Le 24 avril 2011, Marie-France Pisier est retrouvée, vers h 30 du matin par son mari Thierry Funck-Brentano, noyée au fond de la piscine de leur villa de Saint-Cyr-sur-Mer[17],[18]. Sa tête et ses épaules étaient coincés dans un croisillon métallique d'une « lourde chaise en fer forgé » et elle était chaussée de bottes en caoutchouc[19]. Le rapport d'autopsie des médecins légistes n'a pas permis de déterminer les circonstances de la mort. Des analyses médico-légales toxicologiques (« un taux d'alcool important a été détecté par les analyses, qui ont mis en évidence la présence d'antidépresseurs et d'antalgiques à doses thérapeutiques »)[20],[21] puis l'autopsie finale conduisent à évoquer l'hypothèse d'un suicide de l'actrice, qui souffrait d'une récidive du cancer du sein[22] diagnostiqué pour la première fois en 2003, rendant une seconde opération avec l'ablation mammaire inéluctable, comme sa mère[23]. L'autopsie révélant le peu d'eau dans ses poumons suggère[24] que Marie-France Pisier n'est pas morte par noyade, ce qui mène à évoquer la possibilité d'une mort par crise cardiaque ou par hydrocution[25].

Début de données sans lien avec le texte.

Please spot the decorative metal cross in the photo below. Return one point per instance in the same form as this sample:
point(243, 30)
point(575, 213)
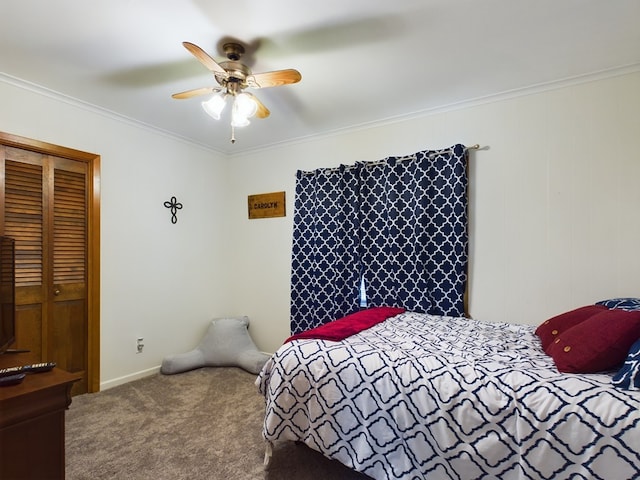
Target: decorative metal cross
point(174, 206)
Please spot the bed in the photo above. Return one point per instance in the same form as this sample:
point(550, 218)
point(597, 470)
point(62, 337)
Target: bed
point(421, 396)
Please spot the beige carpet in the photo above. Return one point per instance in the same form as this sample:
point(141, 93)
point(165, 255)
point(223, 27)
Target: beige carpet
point(203, 424)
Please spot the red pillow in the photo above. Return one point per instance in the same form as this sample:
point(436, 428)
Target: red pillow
point(549, 330)
point(599, 343)
point(351, 324)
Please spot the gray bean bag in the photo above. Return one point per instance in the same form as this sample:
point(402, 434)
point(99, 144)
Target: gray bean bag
point(226, 344)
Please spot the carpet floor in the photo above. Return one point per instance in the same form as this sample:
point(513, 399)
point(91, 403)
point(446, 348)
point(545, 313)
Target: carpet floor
point(202, 424)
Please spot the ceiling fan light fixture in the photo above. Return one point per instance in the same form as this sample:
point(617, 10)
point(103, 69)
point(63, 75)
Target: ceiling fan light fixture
point(244, 107)
point(215, 105)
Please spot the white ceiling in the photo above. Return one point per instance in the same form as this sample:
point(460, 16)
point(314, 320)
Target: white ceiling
point(362, 61)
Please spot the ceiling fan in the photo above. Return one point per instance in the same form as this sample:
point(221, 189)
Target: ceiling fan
point(234, 77)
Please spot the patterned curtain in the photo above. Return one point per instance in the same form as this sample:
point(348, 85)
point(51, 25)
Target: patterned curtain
point(399, 225)
point(325, 265)
point(414, 232)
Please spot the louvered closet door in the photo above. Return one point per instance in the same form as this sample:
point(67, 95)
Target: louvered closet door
point(46, 212)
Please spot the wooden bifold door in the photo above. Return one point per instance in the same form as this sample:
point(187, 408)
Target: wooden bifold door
point(49, 208)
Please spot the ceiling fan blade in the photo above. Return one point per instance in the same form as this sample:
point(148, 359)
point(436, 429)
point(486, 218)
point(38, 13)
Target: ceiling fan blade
point(204, 58)
point(274, 79)
point(195, 92)
point(262, 112)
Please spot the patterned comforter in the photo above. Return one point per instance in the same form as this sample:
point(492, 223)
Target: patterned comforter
point(420, 396)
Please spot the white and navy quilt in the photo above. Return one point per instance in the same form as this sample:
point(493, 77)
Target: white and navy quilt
point(420, 396)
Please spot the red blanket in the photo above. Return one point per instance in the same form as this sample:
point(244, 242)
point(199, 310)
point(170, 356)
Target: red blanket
point(349, 325)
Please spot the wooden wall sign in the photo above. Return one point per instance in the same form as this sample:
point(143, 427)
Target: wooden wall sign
point(267, 205)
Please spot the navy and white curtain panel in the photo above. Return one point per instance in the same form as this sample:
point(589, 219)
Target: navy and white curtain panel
point(398, 227)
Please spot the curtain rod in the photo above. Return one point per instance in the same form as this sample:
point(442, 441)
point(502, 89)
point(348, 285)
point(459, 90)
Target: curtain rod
point(399, 159)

L'actrice est inhumée le 30 avril 2011 dans l'intimité familiale au cimetière de la Guicharde à Sanary-sur-Mer[26], dans le tombeau de la famille Duhamel-Brentano[27], allée des Pivoines.

En mai 1968, alors qu'elle a déjà tourné une dizaine de films, elle continue à étudier à l'université de Nanterre, où elle termine son DES de science politique[28]. Moins proche que sa sœur Évelyne des meneurs du mouvement, Marie-France prend sa revanche en aidant Daniel Cohn-Bendit. De nationalité allemande, celui-ci est frappé d'un arrêté d'expulsion du ministre de l'Intérieur[29] le 21 mai, alors qu'il se trouve aux Pays-Bas. Il rentre cependant clandestinement le 28 mai à Paris, puis après quelques jours de clandestinité, décide de repartir. Marie-France Pisier lui teint les cheveux en noir et l'exfiltre dans sa MG décapotable jusqu'au Luxembourg. Ils font ensuite un séjour en Sardaigne et ont ensemble une aventure de quelques semaines[30].

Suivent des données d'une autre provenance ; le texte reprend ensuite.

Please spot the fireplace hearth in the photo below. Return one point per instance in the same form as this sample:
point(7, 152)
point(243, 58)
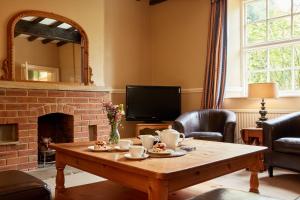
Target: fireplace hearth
point(63, 115)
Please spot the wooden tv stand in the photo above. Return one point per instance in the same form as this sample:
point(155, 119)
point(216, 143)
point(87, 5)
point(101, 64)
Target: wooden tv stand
point(153, 126)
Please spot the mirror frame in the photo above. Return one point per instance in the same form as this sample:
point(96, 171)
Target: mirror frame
point(9, 64)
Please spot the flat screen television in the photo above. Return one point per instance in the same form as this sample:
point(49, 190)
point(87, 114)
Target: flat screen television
point(152, 103)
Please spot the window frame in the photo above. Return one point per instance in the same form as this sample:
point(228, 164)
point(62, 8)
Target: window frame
point(267, 45)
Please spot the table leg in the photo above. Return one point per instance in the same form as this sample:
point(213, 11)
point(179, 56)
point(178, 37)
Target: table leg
point(44, 164)
point(60, 177)
point(254, 183)
point(158, 190)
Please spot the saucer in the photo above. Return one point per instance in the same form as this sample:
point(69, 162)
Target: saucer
point(128, 156)
point(121, 149)
point(107, 148)
point(165, 152)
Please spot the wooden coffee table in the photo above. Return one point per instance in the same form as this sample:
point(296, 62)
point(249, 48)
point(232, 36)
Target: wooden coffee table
point(159, 176)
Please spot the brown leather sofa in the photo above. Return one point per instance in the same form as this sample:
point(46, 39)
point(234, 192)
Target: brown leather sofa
point(208, 124)
point(17, 185)
point(282, 136)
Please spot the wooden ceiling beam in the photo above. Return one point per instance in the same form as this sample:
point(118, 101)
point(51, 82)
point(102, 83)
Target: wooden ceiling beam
point(59, 44)
point(41, 30)
point(37, 20)
point(153, 2)
point(54, 25)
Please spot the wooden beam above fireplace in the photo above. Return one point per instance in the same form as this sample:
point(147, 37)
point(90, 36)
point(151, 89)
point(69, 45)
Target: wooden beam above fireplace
point(49, 32)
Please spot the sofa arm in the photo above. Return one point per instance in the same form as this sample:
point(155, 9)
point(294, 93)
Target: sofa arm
point(229, 127)
point(284, 126)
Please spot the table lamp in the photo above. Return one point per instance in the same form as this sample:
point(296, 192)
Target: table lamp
point(262, 90)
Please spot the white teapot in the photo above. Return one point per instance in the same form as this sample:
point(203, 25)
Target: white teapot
point(170, 137)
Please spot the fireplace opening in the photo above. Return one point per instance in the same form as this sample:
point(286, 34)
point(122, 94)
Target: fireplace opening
point(8, 133)
point(53, 128)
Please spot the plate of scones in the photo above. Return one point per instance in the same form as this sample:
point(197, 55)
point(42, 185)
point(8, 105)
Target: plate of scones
point(161, 149)
point(100, 146)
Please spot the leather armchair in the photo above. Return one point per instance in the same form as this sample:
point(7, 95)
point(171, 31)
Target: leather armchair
point(208, 124)
point(282, 136)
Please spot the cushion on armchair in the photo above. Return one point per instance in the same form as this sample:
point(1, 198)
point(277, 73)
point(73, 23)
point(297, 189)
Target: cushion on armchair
point(287, 145)
point(212, 136)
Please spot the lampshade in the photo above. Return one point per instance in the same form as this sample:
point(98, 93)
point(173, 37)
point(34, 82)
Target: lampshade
point(262, 90)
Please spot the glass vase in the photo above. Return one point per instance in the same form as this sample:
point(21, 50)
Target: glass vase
point(114, 136)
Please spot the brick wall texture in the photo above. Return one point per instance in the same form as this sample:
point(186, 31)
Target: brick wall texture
point(24, 106)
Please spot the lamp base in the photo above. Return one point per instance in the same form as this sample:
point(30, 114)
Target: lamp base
point(259, 124)
point(263, 112)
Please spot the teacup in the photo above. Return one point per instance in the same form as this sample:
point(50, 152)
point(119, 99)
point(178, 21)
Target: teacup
point(147, 141)
point(125, 144)
point(136, 151)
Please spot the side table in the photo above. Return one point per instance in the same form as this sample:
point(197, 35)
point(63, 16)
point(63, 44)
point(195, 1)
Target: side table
point(254, 136)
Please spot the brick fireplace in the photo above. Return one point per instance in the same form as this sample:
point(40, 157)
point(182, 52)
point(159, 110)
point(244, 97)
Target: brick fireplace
point(24, 111)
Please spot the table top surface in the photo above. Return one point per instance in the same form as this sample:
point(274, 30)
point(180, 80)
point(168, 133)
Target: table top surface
point(207, 154)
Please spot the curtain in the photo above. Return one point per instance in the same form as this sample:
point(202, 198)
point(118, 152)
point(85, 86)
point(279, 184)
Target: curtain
point(215, 73)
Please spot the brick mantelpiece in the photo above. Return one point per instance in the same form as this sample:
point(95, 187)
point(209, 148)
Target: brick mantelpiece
point(24, 106)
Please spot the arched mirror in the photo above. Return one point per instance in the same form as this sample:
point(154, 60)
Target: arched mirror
point(45, 47)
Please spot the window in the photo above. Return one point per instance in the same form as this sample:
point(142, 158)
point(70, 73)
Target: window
point(272, 43)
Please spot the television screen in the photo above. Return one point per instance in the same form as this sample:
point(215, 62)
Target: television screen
point(152, 103)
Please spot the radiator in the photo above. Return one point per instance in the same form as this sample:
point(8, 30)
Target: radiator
point(247, 118)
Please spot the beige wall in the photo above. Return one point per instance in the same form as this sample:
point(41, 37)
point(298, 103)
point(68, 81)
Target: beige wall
point(127, 43)
point(179, 32)
point(89, 15)
point(35, 53)
point(70, 62)
point(127, 52)
point(118, 33)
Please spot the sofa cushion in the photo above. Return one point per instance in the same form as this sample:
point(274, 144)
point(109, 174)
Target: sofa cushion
point(20, 185)
point(287, 145)
point(230, 194)
point(212, 136)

Intellectuelle engagée dans les combats de son époque, Marie-France Pisier est l’une des signataires du manifeste rédigé par Simone de Beauvoir en faveur du droit à l'avortement, paru le 5 avril 1971 dans Le Nouvel Observateur, et connu sous l'appellation de Manifeste des 343[31].

Le jeudi , un office a été célébré pour elle en l'église Saint-Roch à Paris — bien qu'elle fût agnostique.

Le film de Christophe Honoré, Les Bien-Aimés, lui est dédié.

Le 9 novembre 2014, l'émission Un jour, un destin lui est consacrée[32].